Perhaps Politico, which itself was adamant in October 2024 that Vice President Kamala Harris was riding, er, a “dream economy” into the 2024 presidential election, is still doing public relations penance for the scandal of taking millions in subscription payments by the U.S. government it was reporting on. Journalistic ethics be damned!
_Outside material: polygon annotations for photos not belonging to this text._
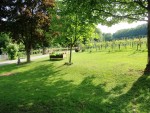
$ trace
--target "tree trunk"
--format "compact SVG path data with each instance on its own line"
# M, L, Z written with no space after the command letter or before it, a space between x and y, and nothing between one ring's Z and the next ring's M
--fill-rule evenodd
M46 47L43 47L42 54L43 54L43 55L45 55L45 54L46 54Z
M25 45L25 50L26 50L26 55L27 55L27 63L30 63L31 62L31 59L30 59L30 55L31 55L31 46L29 43L27 43Z
M26 54L27 54L27 63L30 63L31 62L31 59L30 59L30 52L31 50L27 50L26 51Z
M150 74L150 1L148 1L148 32L147 32L147 49L148 49L148 57L147 57L147 65L144 70L145 74Z
M69 64L72 64L72 44L70 45L70 55L69 55Z

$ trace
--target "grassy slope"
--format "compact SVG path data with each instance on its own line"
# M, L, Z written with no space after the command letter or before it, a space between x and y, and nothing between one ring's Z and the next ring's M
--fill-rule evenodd
M75 53L0 67L0 113L149 113L146 53ZM8 73L9 72L9 73Z

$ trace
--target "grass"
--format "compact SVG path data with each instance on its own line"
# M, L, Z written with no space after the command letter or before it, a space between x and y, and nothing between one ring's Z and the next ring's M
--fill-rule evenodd
M146 52L74 53L0 67L0 113L150 113Z

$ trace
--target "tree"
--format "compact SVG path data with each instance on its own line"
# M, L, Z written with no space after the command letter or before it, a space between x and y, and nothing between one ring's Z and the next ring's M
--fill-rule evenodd
M3 50L6 50L8 44L10 43L9 35L6 33L0 33L0 55Z
M38 29L45 29L45 26L50 25L47 9L54 6L54 1L3 1L1 12L5 12L6 15L2 15L0 26L5 25L7 28L5 32L9 31L14 40L25 45L27 62L30 62L32 47L40 43L38 35L40 30Z
M79 2L77 0L77 2ZM75 2L75 3L77 3ZM72 49L78 46L83 38L87 38L87 33L92 24L87 22L87 19L82 18L81 7L76 10L71 10L71 6L77 4L68 4L66 1L59 1L56 9L55 23L53 30L58 32L57 41L63 46L69 47L70 56L69 63L72 64Z
M69 4L76 2L75 0L66 1ZM78 3L78 7L80 6L82 6L84 17L92 18L96 23L112 25L122 20L147 21L148 63L145 73L150 73L150 0L81 0ZM75 10L78 7L74 6L72 9Z

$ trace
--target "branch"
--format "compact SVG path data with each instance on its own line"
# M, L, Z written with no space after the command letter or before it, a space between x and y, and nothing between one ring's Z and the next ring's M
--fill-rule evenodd
M148 10L148 7L145 7L141 0L139 0L139 1L134 0L134 2L137 3L139 6L141 6L142 8Z
M141 18L141 19L138 19L138 18L134 18L133 16L139 16L139 15L143 15L143 13L136 13L136 14L128 14L128 15L115 15L113 13L110 13L110 12L107 12L105 10L99 10L99 9L93 9L93 10L96 10L96 11L99 11L99 12L103 12L105 13L106 15L110 15L112 17L116 17L116 18L127 18L127 19L130 19L130 20L138 20L138 21L147 21L145 20L144 18Z

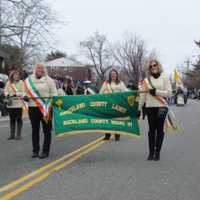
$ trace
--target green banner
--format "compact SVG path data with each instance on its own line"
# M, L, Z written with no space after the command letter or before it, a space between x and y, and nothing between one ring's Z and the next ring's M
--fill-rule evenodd
M55 134L139 136L136 92L53 98Z

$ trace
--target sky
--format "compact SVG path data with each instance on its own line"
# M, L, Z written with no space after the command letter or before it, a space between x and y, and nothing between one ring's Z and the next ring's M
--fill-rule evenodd
M169 73L199 54L199 0L48 0L66 22L54 30L56 48L79 54L79 42L99 31L110 41L132 33L155 50Z

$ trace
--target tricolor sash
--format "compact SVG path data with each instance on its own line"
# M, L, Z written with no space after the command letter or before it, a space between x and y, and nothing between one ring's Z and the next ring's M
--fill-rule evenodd
M150 79L149 81L148 80L144 80L143 81L143 84L144 84L144 89L145 90L149 90L149 85L152 87L152 88L155 88ZM159 101L161 103L162 106L164 107L167 107L168 108L168 113L167 113L167 116L166 116L166 119L165 119L165 123L164 123L164 129L166 131L172 131L172 130L178 130L179 129L179 123L177 122L176 120L176 117L175 117L175 114L173 113L173 111L169 108L167 102L165 101L165 99L161 96L153 96L157 101Z
M40 109L44 118L47 118L52 109L52 103L51 103L52 100L50 98L46 98L46 97L44 98L41 96L41 94L39 93L38 89L35 87L30 77L24 81L24 84L31 99L35 102L36 106Z
M23 109L23 111L28 112L28 104L24 101L24 99L21 96L21 94L20 94L19 89L17 88L17 86L15 84L11 83L11 82L9 82L9 85L10 85L10 87L11 87L14 95L16 97L18 97L19 100L22 102L22 105L23 105L22 109Z

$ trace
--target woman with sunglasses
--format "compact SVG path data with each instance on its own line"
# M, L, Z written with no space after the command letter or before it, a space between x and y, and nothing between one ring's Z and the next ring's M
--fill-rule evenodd
M157 60L150 60L147 78L143 81L140 94L139 113L144 103L149 124L148 141L149 155L147 160L160 160L160 151L164 139L164 122L168 112L166 97L171 95L172 89L168 77L163 73L162 66Z
M108 81L105 81L100 89L99 93L113 93L113 92L124 92L128 91L127 87L119 79L119 73L116 69L112 69L109 73ZM106 133L105 140L110 139L111 134ZM115 141L120 140L120 135L115 134Z

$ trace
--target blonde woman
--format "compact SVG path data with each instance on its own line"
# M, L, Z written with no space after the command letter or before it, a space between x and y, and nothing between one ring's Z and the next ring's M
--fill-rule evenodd
M25 88L29 100L29 118L32 125L32 158L40 159L49 156L51 145L51 102L53 96L57 96L58 92L53 79L47 75L46 67L43 64L35 66L34 73L25 81ZM42 153L40 151L40 123L42 124L44 133L44 143Z
M128 91L125 84L119 79L119 73L116 69L112 69L109 73L108 81L105 81L99 93L114 93ZM105 140L110 139L111 134L105 134ZM115 134L115 141L120 140L120 135Z
M164 122L168 112L166 97L171 95L172 89L168 77L163 73L161 64L157 60L150 60L148 75L143 81L142 90L146 94L140 95L139 114L144 103L148 117L149 155L147 160L160 160L160 151L164 139Z
M11 71L9 75L9 80L4 90L4 93L9 100L7 108L10 117L10 137L8 138L8 140L21 139L21 130L23 124L22 108L23 108L24 84L23 81L20 79L21 79L20 72L18 70ZM17 131L16 131L16 124L17 124Z

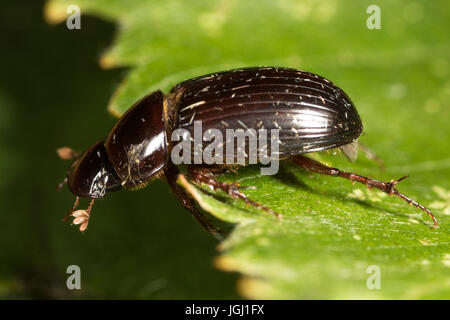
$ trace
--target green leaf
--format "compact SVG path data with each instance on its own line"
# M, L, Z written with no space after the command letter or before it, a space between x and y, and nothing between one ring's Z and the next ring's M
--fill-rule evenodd
M47 5L49 21L72 1ZM364 122L362 141L386 163L380 171L319 154L333 166L377 179L409 174L398 189L430 206L440 227L400 199L340 178L283 165L225 181L256 186L252 199L281 221L239 201L185 186L214 216L236 226L216 265L244 274L251 298L450 298L449 3L378 1L380 30L366 27L370 1L78 1L120 25L104 67L129 66L109 110L122 114L151 90L232 67L279 65L321 74L342 87ZM217 197L219 196L219 197ZM381 289L369 290L370 266ZM369 268L369 269L368 269ZM370 279L369 279L370 280Z

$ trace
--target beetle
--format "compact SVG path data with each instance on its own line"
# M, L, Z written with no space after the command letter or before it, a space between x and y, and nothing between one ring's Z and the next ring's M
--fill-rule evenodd
M203 132L216 129L265 128L278 130L278 156L311 172L342 177L395 195L425 211L437 226L432 212L400 193L396 185L402 177L389 182L328 167L304 154L339 148L356 160L358 137L363 125L356 108L345 92L331 81L311 72L282 67L251 67L212 73L183 81L168 94L160 90L137 101L113 126L104 140L94 143L83 154L62 148L59 155L75 159L64 183L76 196L69 216L84 231L95 199L120 188L136 190L154 179L165 177L180 204L209 232L217 229L195 207L195 202L177 184L182 175L170 153L169 139L176 129L194 131L201 121ZM204 143L204 142L202 142ZM234 155L236 155L234 149ZM247 164L248 161L245 164ZM233 198L276 212L255 202L236 183L216 179L230 165L191 164L187 175L197 184L223 190ZM62 186L62 184L60 186ZM77 210L80 197L91 199L86 210Z

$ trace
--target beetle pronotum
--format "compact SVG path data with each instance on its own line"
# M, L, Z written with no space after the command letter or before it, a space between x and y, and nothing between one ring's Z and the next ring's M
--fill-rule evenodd
M86 229L94 199L121 187L138 189L153 179L167 179L181 205L208 231L216 228L195 207L194 201L176 180L181 174L169 153L171 133L177 128L193 131L215 128L261 128L279 130L279 156L300 167L325 175L342 177L395 195L425 211L437 226L434 215L423 205L400 193L396 185L405 179L383 182L355 173L330 168L305 153L340 148L354 161L362 122L350 98L329 80L316 74L288 68L256 67L229 70L193 78L175 85L169 94L155 91L136 102L114 125L105 140L93 144L82 155L60 150L62 158L75 158L67 177L69 189L77 196L74 223ZM189 165L188 176L233 198L273 212L250 200L234 183L215 176L226 165ZM76 210L79 197L92 201L87 210ZM275 212L273 212L276 214ZM67 217L68 217L67 216Z

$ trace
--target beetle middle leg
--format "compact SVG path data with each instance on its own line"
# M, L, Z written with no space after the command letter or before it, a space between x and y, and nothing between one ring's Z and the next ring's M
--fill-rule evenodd
M425 211L431 217L431 219L433 219L433 222L434 222L433 228L438 225L438 222L437 222L435 216L429 209L427 209L426 207L424 207L423 205L421 205L414 199L411 199L411 198L407 197L406 195L404 195L403 193L398 192L395 189L395 185L398 184L403 179L406 179L407 176L401 177L398 180L391 180L389 182L383 182L383 181L367 178L364 176L360 176L356 173L345 172L345 171L341 171L337 168L331 168L331 167L328 167L318 161L315 161L313 159L310 159L310 158L302 156L302 155L292 157L292 161L294 163L296 163L297 165L301 166L303 169L306 169L308 171L312 171L312 172L316 172L316 173L320 173L320 174L326 174L326 175L333 176L333 177L342 177L342 178L348 179L352 182L362 183L362 184L366 185L368 188L376 188L378 190L381 190L381 191L387 193L390 196L397 196L397 197L405 200L409 204L415 206L416 208L419 208L419 209Z
M219 168L203 167L195 165L191 165L188 167L189 176L194 180L194 182L204 183L208 185L210 188L212 188L214 191L217 189L222 190L223 192L227 193L230 197L234 199L242 200L248 205L271 213L277 218L281 218L281 215L279 213L264 206L260 202L256 202L249 199L245 194L241 192L242 189L254 189L255 187L245 187L234 182L230 183L218 181L215 177L221 171L223 171L223 168L220 167Z
M192 216L197 220L197 222L209 233L213 235L221 234L221 230L217 227L213 226L211 222L205 217L203 213L201 213L196 207L195 202L192 200L187 192L178 185L177 179L178 175L180 175L180 171L175 166L170 166L165 171L165 177L170 186L170 189L174 193L175 197L178 199L180 204L186 208L189 212L192 213Z

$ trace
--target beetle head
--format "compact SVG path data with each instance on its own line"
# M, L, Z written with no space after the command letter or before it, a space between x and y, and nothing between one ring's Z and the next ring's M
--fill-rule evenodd
M100 141L77 157L67 172L70 191L77 197L103 198L106 191L121 187L120 179L112 167Z

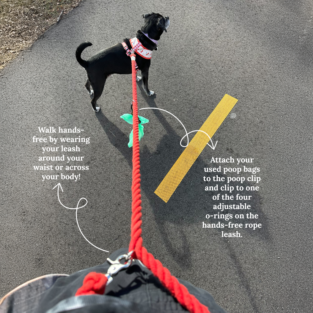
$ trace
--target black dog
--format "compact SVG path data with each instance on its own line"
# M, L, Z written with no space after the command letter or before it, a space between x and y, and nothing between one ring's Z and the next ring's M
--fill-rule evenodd
M150 14L144 14L142 17L145 19L145 24L141 30L137 31L136 37L143 47L146 49L144 50L145 52L157 50L157 41L160 39L163 31L167 31L166 29L170 24L169 18L153 12ZM126 38L123 41L131 49L130 39ZM90 42L81 44L76 49L76 59L87 72L88 79L85 86L90 95L93 93L91 102L94 110L97 112L100 107L96 105L97 100L102 94L106 79L113 74L131 74L131 61L120 43L100 51L87 61L83 60L80 56L83 50L92 44ZM150 51L149 53L150 55L151 52ZM137 52L135 52L135 54L136 62L139 69L141 70L145 91L148 96L152 95L155 93L149 90L148 86L151 60L143 57ZM137 76L136 79L139 81L141 77ZM93 92L90 90L90 86Z

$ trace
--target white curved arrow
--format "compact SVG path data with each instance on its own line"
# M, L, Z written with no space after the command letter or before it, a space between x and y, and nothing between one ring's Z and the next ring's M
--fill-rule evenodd
M59 202L60 203L60 204L63 207L67 209L69 209L70 210L76 210L76 222L77 223L77 226L78 226L78 229L79 229L79 231L80 232L80 233L83 235L83 237L86 239L86 241L90 243L92 246L93 246L95 248L96 248L97 249L99 249L100 250L101 250L101 251L104 251L105 252L108 252L108 251L107 251L106 250L103 250L103 249L101 249L101 248L99 248L99 247L97 247L96 246L95 246L94 244L92 244L85 236L85 235L83 233L83 232L81 231L81 230L80 229L80 228L79 227L79 224L78 223L78 220L77 219L77 211L79 209L81 209L82 208L84 208L84 207L85 206L87 205L87 203L88 203L88 201L87 201L87 199L85 198L81 198L78 201L78 202L77 203L77 206L76 208L69 208L68 207L67 207L64 205L61 202L61 200L60 200L60 195L59 193L59 188L61 188L61 190L62 191L62 192L63 192L63 189L62 188L62 186L61 185L61 184L60 183L59 183L57 185L54 186L54 187L52 188L52 190L53 190L54 188L56 187L58 187L58 199L59 199ZM82 200L85 200L86 201L86 203L85 203L84 205L82 205L81 207L79 206L79 204L80 201Z
M140 110L146 110L148 109L152 109L153 110L160 110L160 111L164 111L165 112L166 112L167 113L168 113L169 114L171 114L171 115L173 116L182 125L182 127L184 127L184 129L185 130L185 131L186 132L186 134L182 138L180 141L180 142L179 143L180 145L183 148L186 148L188 145L189 144L189 137L188 137L188 135L189 134L191 134L191 133L194 133L197 131L201 131L202 132L204 133L208 137L210 138L210 141L211 141L211 142L212 143L212 146L211 145L209 144L209 143L208 143L207 144L211 149L213 149L214 150L215 149L215 147L216 146L216 144L217 143L217 141L216 141L216 142L215 142L215 144L214 145L213 143L213 142L212 141L212 139L211 137L205 132L203 131L200 130L197 130L197 131L189 131L189 133L187 132L187 131L186 130L186 127L184 126L184 124L183 124L178 119L178 117L175 116L174 114L172 114L171 112L169 112L168 111L167 111L166 110L163 110L163 109L159 109L159 108L142 108L141 109L140 109ZM186 136L187 136L187 145L186 146L183 146L182 144L182 140Z

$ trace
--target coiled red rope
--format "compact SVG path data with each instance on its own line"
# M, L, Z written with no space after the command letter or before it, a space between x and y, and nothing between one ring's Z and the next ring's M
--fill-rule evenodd
M180 284L176 277L172 276L170 271L164 267L158 260L156 260L151 253L142 246L141 237L141 194L140 190L140 162L139 160L138 137L138 103L137 100L137 83L136 80L135 57L131 55L133 86L133 171L131 186L131 225L129 251L133 251L132 257L140 260L159 279L172 295L177 299L182 306L192 313L210 313L208 309L200 303L194 296L191 295L183 285ZM75 295L98 293L104 292L107 279L104 274L90 273L84 280L83 286Z

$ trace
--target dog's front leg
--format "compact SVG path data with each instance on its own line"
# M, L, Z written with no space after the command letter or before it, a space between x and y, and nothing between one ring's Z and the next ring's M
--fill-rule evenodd
M137 74L136 74L136 80L137 81L140 81L141 79L141 76L137 76Z
M142 74L142 82L143 83L143 89L147 94L147 95L150 96L154 95L155 93L152 90L149 90L149 87L148 86L148 79L149 77L149 70L147 70L144 71L141 71L141 74Z

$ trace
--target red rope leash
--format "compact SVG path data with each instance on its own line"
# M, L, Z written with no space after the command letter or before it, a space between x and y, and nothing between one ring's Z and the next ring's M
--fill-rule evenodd
M162 263L156 260L146 249L142 246L141 237L141 194L140 191L140 162L139 160L139 138L138 127L138 103L137 100L137 83L136 80L135 55L130 55L133 86L133 171L131 186L131 225L129 251L133 251L132 258L140 260L162 285L170 292L181 305L192 313L210 313L208 308L202 304L194 296L191 295L183 285L180 284L177 279L172 276L170 271ZM92 272L86 275L83 285L77 290L75 295L98 293L103 294L107 277L104 274Z
M134 54L131 54L131 57ZM176 298L182 305L192 313L209 313L207 307L202 304L197 298L191 295L183 285L179 283L176 277L156 260L142 246L141 237L141 194L140 191L140 163L139 160L139 139L138 136L138 103L137 83L134 58L131 58L133 84L133 172L131 186L131 239L129 251L134 250L133 257L140 260L157 277L162 284Z

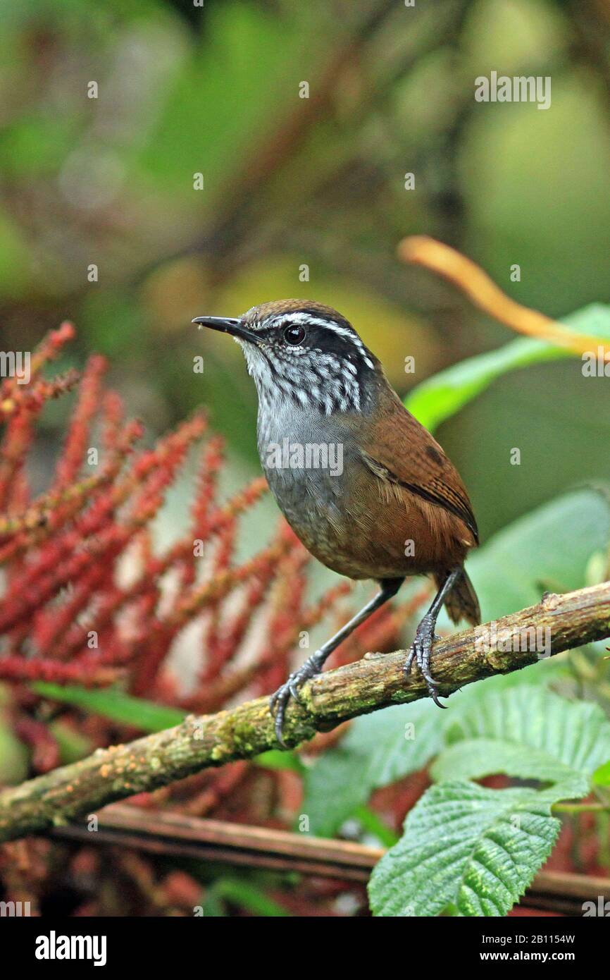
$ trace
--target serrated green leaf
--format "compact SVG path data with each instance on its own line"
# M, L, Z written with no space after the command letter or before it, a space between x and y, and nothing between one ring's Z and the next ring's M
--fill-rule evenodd
M373 870L373 913L438 915L453 904L459 915L505 915L556 840L552 802L547 792L530 789L432 787Z
M512 688L471 703L446 727L448 747L432 766L437 780L497 772L572 786L585 796L610 756L610 721L597 705L536 687Z
M573 786L570 795L575 797L585 796L588 788L585 776L573 772L542 750L528 749L522 741L464 739L442 752L430 771L437 782L481 779L498 772L544 783L567 783L570 780Z
M440 713L418 702L356 718L305 775L302 810L311 833L332 836L374 789L423 768L442 745Z

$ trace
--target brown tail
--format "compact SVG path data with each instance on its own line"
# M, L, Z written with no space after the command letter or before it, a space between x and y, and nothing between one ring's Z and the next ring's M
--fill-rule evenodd
M441 588L445 576L435 575L437 587ZM481 610L474 586L462 568L462 573L445 600L445 608L453 622L467 619L473 626L481 622Z

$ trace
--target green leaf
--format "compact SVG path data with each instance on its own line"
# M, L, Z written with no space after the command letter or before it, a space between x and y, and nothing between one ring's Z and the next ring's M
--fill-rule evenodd
M561 790L557 787L557 793ZM409 812L369 882L375 915L505 915L548 858L555 795L441 783Z
M593 490L564 494L503 528L468 559L483 619L583 588L590 556L607 548L610 503Z
M562 322L577 333L599 337L600 342L610 340L610 307L594 303L566 317ZM518 338L428 378L410 392L405 405L423 425L434 430L502 374L566 357L578 355L543 340Z
M422 701L356 718L305 775L302 809L310 832L336 834L374 789L423 768L442 745L439 713Z
M540 688L512 688L474 701L446 727L448 747L434 762L438 781L502 772L571 786L586 796L610 756L610 721L597 705Z
M30 687L43 698L75 705L84 711L102 714L105 718L133 725L134 728L141 728L146 732L160 732L164 728L172 728L174 725L179 725L186 716L186 711L181 711L177 708L167 708L165 705L156 705L153 701L145 701L143 698L133 698L114 688L92 691L75 684L64 687L43 680L34 681Z
M248 909L253 915L278 918L290 914L260 888L243 878L220 878L214 882L212 890L216 897L219 896L240 908Z
M610 786L610 761L599 765L591 776L593 786Z

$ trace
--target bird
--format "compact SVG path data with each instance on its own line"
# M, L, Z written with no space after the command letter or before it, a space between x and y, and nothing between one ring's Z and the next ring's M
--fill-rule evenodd
M241 346L258 395L258 448L276 503L322 564L371 579L377 594L271 696L274 730L291 698L330 654L411 575L437 593L404 662L415 662L440 707L430 657L437 617L481 621L464 568L479 532L464 484L430 432L402 405L383 367L352 323L313 300L276 300L238 318L196 317Z

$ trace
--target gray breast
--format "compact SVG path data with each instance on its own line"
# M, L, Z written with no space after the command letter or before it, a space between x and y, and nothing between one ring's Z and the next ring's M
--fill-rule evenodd
M258 455L280 510L306 547L329 544L345 524L353 468L359 464L350 428L339 416L274 401L258 409ZM357 460L356 460L357 457Z

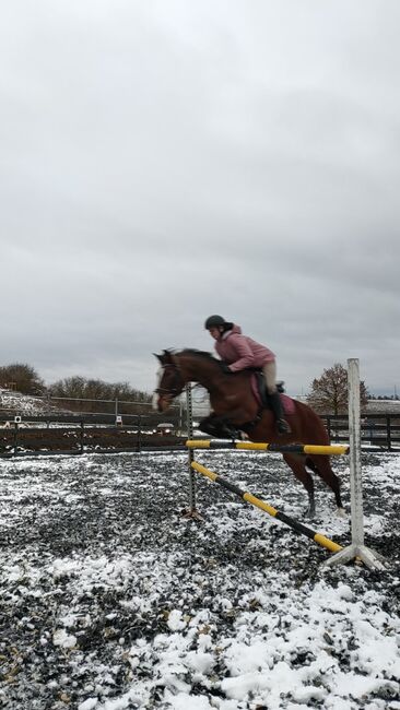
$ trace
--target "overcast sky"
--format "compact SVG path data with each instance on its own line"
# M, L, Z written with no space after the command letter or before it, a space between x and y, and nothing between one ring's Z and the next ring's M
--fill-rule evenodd
M4 0L0 364L151 392L220 313L400 393L398 0Z

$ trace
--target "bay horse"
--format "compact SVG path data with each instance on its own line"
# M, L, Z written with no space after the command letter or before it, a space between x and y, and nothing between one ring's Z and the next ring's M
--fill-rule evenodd
M306 404L286 398L292 413L285 413L291 434L278 434L271 410L261 407L254 393L250 370L226 372L226 364L210 353L186 348L164 350L155 357L160 360L157 388L154 391L154 406L165 412L178 397L187 382L197 382L210 394L212 413L200 422L199 428L220 438L237 438L245 431L251 441L269 443L313 443L328 446L328 433L320 417ZM286 395L284 395L286 397ZM315 516L314 481L307 468L317 473L334 494L339 514L343 514L338 476L333 473L329 455L282 453L295 477L308 494L307 517ZM307 466L307 468L306 468Z

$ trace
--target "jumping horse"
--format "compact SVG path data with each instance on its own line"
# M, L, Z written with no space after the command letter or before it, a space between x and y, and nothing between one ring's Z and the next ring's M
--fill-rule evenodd
M161 364L154 392L154 406L158 412L168 409L187 382L197 382L208 390L212 407L212 414L199 424L202 431L220 438L234 438L239 431L245 431L251 441L270 443L330 443L320 417L309 406L291 398L286 398L291 403L291 413L286 411L285 417L292 433L278 434L272 411L260 406L256 399L251 371L227 374L222 360L197 350L164 350L161 355L154 355ZM282 455L307 490L307 517L315 516L314 481L307 469L318 474L331 488L338 512L343 514L339 480L328 455L292 452L283 452Z

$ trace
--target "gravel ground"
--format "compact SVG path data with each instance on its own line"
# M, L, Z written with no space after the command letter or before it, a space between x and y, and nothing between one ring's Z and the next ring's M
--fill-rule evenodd
M279 454L197 459L302 518ZM334 469L350 511L348 460ZM203 518L185 519L186 453L0 461L0 707L399 709L399 454L363 454L377 572L325 567L326 549L204 480ZM349 544L316 487L307 524Z

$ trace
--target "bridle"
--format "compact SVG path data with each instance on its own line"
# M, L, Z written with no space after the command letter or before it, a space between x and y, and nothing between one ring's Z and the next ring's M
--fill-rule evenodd
M155 392L161 395L168 394L172 398L178 397L178 394L181 393L185 387L184 378L180 374L179 367L175 365L175 363L168 363L167 365L163 365L162 367L164 372L167 370L168 367L173 369L174 376L173 376L172 384L168 388L157 387Z

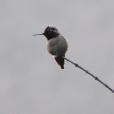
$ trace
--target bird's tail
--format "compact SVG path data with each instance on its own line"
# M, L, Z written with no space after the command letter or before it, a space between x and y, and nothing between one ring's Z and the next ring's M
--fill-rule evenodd
M60 65L61 69L64 69L64 56L55 57L56 62Z

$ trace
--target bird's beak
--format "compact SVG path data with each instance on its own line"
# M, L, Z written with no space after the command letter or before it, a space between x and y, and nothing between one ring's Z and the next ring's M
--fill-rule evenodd
M42 34L33 34L32 36L37 36L37 35L44 35L44 33L42 33Z

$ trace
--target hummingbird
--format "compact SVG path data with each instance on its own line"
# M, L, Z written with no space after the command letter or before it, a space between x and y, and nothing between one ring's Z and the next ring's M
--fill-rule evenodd
M68 48L66 39L59 33L58 29L52 26L45 28L41 34L34 34L32 36L44 35L47 38L47 50L54 56L56 62L64 69L64 57Z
Vazquez didn’t mention his flip-flop on the economy caused solely by a change in presidents, not an actual change in the economy. He went on a rager in a March 10 post:

It must have taken a hefty amount of acid dropping for the detached journos at The New York Times to psych themselves into believing the abject falsehood that President Joe Biden’s economy was just a booming spectacle of awesome.

“Trump’s Policies Have Shaken a Once-Solid Economic Outlook,” gaslighted economic reporters Ben Casselman and Colby Smith.

It didn’t take but one paragraph for the authors to go into a complete pro-Bidenomics slobbering session replete with rehashed talking points: “President Trump inherited an economy that was, by most conventional measures, firing on all cylinders.” The authors continued: “Wages, consumer spending and corporate profits were rising. Unemployment was low. The inflation rate, though higher than normal, was falling.”

Spot the deception yet? 

First, inflation was never “falling” and it’s egregious for reporters to continue acting like their readers are just dumb by fiddling with the semantics. The rate of increase has slowed, but it didn’t revert into negative territory. Secondly, missing from the consumer spending narrative was that the elevated levels of  consumer spending is more credibly attributed to record explosions in credit card debt. 

Once again, Vazquez censored Kudlow’s recanting; rather, he once again called on Antoni to peddle more right-wing propaganda.